Sherman was now preparing for his march to the sea, which, if successful, would insure the fall of Charleston and Savannah, without further effort from the Navy.
Grant was beleaguering Lee, at Petersburg and Richmond, and the latter was dependent upon Wilmington for many indispensable articles brought into that port, for his army, by the English blockade-runners. Many of these had been captured or destroyed, but the temptation was great to try again, and greedy and desperate men, with fast steamers, took their lives in their hands, and by audacity and good seamanship, favored by a dark night, often succeeded.
It was certain that the principal Confederate Army remaining could not long be kept in the field if important articles not produced in the Confederacy could not be continuously imported from England. Indeed, after the capture of Fort Fisher, a telegram from Lee was found there, which declared that he could not hold Richmond if Fort Fisher should be captured.

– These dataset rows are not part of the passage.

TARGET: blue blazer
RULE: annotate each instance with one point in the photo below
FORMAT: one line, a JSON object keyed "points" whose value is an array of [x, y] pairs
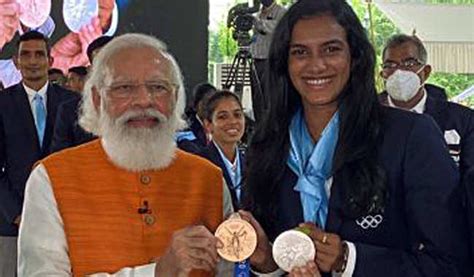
{"points": [[421, 231], [451, 116], [469, 188], [212, 154], [199, 143], [67, 132], [19, 147]]}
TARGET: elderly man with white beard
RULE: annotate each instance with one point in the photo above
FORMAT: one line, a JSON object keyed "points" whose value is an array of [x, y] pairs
{"points": [[129, 203]]}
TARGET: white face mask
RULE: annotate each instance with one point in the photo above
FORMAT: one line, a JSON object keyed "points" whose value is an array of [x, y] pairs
{"points": [[402, 85]]}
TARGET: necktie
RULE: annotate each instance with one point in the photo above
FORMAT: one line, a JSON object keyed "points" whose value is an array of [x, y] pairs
{"points": [[40, 117]]}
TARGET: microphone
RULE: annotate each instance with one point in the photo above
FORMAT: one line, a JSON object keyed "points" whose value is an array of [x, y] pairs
{"points": [[144, 209]]}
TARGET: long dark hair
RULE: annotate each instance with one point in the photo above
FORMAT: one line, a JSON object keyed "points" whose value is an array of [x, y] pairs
{"points": [[355, 161]]}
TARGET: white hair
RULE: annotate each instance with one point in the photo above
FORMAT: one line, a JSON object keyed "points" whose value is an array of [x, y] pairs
{"points": [[88, 114]]}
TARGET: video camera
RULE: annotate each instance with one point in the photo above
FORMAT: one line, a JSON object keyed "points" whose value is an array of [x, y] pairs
{"points": [[240, 19]]}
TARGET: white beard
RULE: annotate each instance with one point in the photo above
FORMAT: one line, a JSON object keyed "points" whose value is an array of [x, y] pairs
{"points": [[138, 149]]}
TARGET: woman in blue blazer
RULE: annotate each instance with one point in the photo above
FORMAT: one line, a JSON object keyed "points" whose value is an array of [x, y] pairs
{"points": [[226, 122], [376, 186]]}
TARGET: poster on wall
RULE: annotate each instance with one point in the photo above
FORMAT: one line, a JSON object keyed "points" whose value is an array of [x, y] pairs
{"points": [[72, 24]]}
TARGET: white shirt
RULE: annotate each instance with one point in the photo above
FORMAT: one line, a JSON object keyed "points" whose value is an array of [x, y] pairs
{"points": [[418, 108], [265, 22], [42, 244], [31, 94]]}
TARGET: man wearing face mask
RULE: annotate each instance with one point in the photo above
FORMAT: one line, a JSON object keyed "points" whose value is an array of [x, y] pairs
{"points": [[405, 71]]}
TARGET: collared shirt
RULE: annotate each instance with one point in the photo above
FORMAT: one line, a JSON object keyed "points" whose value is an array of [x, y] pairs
{"points": [[31, 94], [42, 244], [265, 22], [351, 257], [233, 168], [418, 108]]}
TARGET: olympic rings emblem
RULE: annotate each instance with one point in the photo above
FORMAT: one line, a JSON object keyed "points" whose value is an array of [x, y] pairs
{"points": [[369, 221]]}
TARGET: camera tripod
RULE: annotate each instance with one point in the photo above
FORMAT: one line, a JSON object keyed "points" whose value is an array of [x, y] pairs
{"points": [[242, 66]]}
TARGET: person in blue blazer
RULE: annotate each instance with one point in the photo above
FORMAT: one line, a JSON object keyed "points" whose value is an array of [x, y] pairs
{"points": [[375, 186], [67, 132], [405, 70], [225, 119], [27, 117]]}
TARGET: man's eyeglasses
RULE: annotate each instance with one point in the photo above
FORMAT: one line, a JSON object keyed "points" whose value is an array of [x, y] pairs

While Grant, therefore, was ready to follow Lee, either north or south, and Sherman was about making his bold manœuvre, and the captured harbors were closely held, and the lesser ports and coasts closely watched, it seemed more than ever necessary to capture Wilmington; and to do this, Fort Fisher must be taken.
The writer participated in both attacks upon Fort Fisher, and has contributed a paper to the United Service Magazine upon the operations there; but for the sake of conciseness, will follow the official report, and the account of Boynton, adding some reminiscences.

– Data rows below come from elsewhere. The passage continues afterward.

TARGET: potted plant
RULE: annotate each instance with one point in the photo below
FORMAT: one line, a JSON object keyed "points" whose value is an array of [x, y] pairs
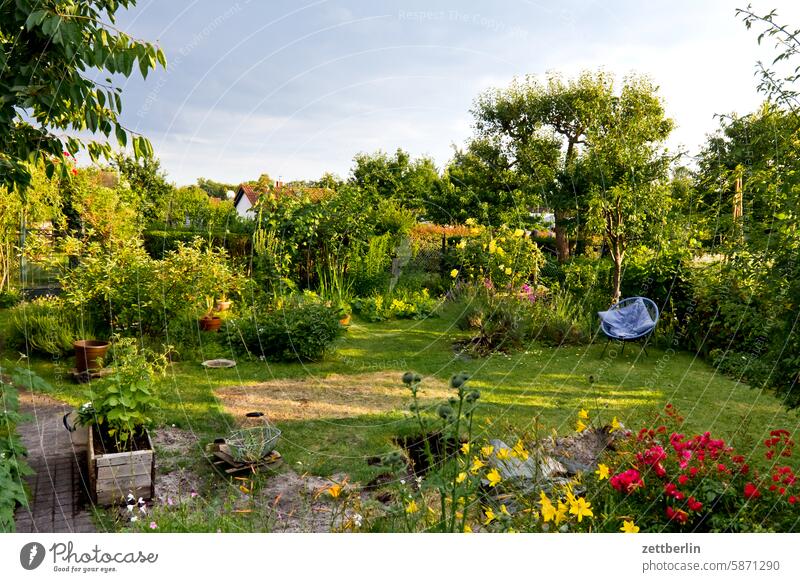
{"points": [[344, 313], [223, 304], [209, 321], [121, 458], [89, 355]]}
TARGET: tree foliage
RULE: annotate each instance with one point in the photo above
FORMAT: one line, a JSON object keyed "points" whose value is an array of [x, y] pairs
{"points": [[51, 53]]}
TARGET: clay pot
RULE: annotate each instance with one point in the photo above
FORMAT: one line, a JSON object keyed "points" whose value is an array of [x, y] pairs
{"points": [[89, 355], [210, 323]]}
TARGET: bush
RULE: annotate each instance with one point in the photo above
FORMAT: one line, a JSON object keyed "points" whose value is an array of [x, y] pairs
{"points": [[158, 243], [301, 328], [396, 305], [508, 321], [674, 482], [46, 326], [9, 299], [125, 291], [13, 467], [505, 257]]}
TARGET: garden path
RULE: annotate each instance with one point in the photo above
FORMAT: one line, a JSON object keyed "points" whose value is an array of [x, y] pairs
{"points": [[59, 499]]}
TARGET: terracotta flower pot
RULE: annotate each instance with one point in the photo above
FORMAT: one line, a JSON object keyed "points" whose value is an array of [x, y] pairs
{"points": [[210, 323], [89, 355]]}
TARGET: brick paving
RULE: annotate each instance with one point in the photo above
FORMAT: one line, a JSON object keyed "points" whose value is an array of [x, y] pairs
{"points": [[59, 502]]}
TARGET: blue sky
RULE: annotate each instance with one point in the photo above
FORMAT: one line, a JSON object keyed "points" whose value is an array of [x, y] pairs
{"points": [[297, 88]]}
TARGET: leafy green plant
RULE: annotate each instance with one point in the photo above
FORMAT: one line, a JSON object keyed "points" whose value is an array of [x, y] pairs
{"points": [[13, 467], [46, 325], [400, 304], [299, 328], [121, 403]]}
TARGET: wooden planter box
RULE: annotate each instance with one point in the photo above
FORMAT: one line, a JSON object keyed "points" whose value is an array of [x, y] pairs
{"points": [[112, 476]]}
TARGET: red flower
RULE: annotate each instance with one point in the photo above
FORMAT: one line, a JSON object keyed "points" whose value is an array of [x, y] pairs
{"points": [[751, 491], [627, 481]]}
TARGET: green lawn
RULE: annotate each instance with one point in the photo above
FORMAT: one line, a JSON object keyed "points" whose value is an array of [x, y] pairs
{"points": [[549, 383]]}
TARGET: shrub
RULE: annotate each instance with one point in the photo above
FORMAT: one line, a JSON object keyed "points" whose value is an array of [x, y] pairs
{"points": [[125, 291], [46, 325], [397, 305], [13, 467], [9, 298], [301, 328], [507, 321], [504, 257], [158, 243], [674, 482], [121, 403]]}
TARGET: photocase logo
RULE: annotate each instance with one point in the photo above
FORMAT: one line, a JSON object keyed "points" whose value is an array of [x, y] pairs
{"points": [[31, 555]]}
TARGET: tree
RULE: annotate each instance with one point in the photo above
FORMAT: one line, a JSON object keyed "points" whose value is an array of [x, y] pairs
{"points": [[50, 53], [483, 182], [215, 189], [148, 183], [397, 177], [628, 168], [528, 117]]}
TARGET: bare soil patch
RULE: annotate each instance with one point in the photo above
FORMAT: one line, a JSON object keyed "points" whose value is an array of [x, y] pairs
{"points": [[335, 396]]}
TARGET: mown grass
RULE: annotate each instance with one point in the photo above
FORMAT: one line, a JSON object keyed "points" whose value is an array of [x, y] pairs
{"points": [[548, 384]]}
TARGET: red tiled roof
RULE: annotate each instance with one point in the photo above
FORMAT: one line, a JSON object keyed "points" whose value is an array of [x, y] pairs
{"points": [[248, 191], [314, 194]]}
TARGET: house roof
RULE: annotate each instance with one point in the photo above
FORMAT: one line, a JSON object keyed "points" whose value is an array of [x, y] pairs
{"points": [[280, 191], [246, 190]]}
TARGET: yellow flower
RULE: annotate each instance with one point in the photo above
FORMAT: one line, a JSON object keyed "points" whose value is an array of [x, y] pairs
{"points": [[581, 508], [629, 527], [548, 510], [519, 451], [490, 516], [561, 514]]}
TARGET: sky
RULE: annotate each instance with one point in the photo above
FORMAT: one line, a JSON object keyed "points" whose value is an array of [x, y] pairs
{"points": [[297, 88]]}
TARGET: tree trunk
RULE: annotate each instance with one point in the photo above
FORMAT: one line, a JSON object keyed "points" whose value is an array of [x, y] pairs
{"points": [[617, 255], [562, 242]]}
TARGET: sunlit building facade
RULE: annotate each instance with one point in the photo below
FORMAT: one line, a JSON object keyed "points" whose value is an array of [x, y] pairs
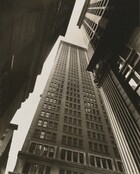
{"points": [[28, 31], [70, 132], [112, 29]]}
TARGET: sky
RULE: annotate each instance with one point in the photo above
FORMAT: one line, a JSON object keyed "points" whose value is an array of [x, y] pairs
{"points": [[24, 115]]}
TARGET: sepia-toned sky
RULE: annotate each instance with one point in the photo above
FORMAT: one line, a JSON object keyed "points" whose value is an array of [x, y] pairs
{"points": [[24, 115]]}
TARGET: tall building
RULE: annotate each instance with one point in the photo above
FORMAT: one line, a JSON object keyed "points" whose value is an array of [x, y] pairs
{"points": [[70, 132], [112, 30], [28, 30], [5, 144]]}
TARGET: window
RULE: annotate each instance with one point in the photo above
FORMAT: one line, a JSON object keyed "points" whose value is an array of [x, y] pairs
{"points": [[42, 134], [73, 156], [39, 122], [101, 162], [120, 166]]}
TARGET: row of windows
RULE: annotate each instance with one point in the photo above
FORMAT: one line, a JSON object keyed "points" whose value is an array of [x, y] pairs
{"points": [[72, 112], [54, 94], [96, 126], [100, 3], [72, 120], [52, 100], [90, 104], [51, 107], [73, 94], [93, 118], [97, 12], [72, 141], [41, 149], [105, 163], [75, 100], [72, 156], [73, 89], [72, 105], [36, 168], [73, 85], [72, 130], [100, 162], [95, 135], [92, 111], [98, 147], [47, 124], [47, 135], [64, 171], [50, 115]]}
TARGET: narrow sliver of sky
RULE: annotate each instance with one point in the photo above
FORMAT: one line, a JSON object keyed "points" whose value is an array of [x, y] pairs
{"points": [[24, 115]]}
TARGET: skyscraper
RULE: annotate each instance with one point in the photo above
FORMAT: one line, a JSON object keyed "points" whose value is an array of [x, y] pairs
{"points": [[70, 132], [28, 30], [112, 30], [5, 144]]}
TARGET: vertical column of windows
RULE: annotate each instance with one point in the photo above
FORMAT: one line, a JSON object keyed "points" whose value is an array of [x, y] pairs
{"points": [[47, 124], [72, 130], [95, 130]]}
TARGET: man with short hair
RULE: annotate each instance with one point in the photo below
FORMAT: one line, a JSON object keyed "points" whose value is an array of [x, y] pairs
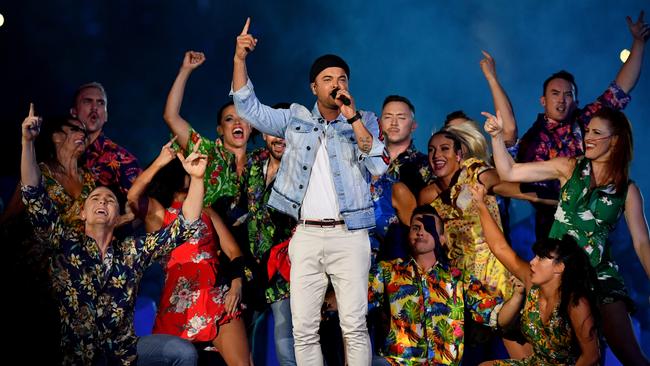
{"points": [[425, 300], [109, 163], [407, 164], [95, 276], [331, 153]]}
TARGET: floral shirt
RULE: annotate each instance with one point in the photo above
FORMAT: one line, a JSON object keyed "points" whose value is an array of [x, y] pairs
{"points": [[427, 311], [411, 168], [547, 139], [266, 227], [111, 164], [69, 208], [552, 342], [96, 295], [221, 179]]}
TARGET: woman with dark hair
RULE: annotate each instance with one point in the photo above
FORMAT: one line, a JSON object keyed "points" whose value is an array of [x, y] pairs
{"points": [[198, 303], [595, 191], [558, 316]]}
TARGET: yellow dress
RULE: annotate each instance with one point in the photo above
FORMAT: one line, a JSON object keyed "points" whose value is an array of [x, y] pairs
{"points": [[466, 245]]}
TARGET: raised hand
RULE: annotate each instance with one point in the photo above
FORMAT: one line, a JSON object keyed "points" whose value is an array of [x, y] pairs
{"points": [[245, 42], [195, 163], [493, 124], [192, 60], [31, 126], [640, 29], [488, 66], [167, 153]]}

In September, 1864, the Navy Department received assurances from the Secretary of War, that the necessary land force for the reduction of Fort Fisher and the other Wilmington forts would be supplied in due season, and preparations for the naval part of the expedition were begun at once. A very powerful naval force was assembled in Hampton Roads, and the command offered to Admiral Farragut. But the Admiral’s health had been much impaired by the anxieties, and exposures, and constant strain upon his nervous system, in consequence of his service of two years in a climate not very favorable to health. He, therefore, declined the command, to the great regret of the public, as well as the Navy Department.
The Secretary of the Navy then naturally turned to Admiral Porter, who had shown, in the very trying service on the Western rivers, great energy and skill. He accepted, with alacrity, and was at once put in command of the largest fleet which ever sailed under the American flag.
Causes into which it is now not worth while to enter delayed the expedition, as the co-operating land force was not at once forthcoming, and a bombarding force of thirty-seven vessels, and a reserve squadron of nineteen, lay in Hampton Roads, awaiting orders to proceed.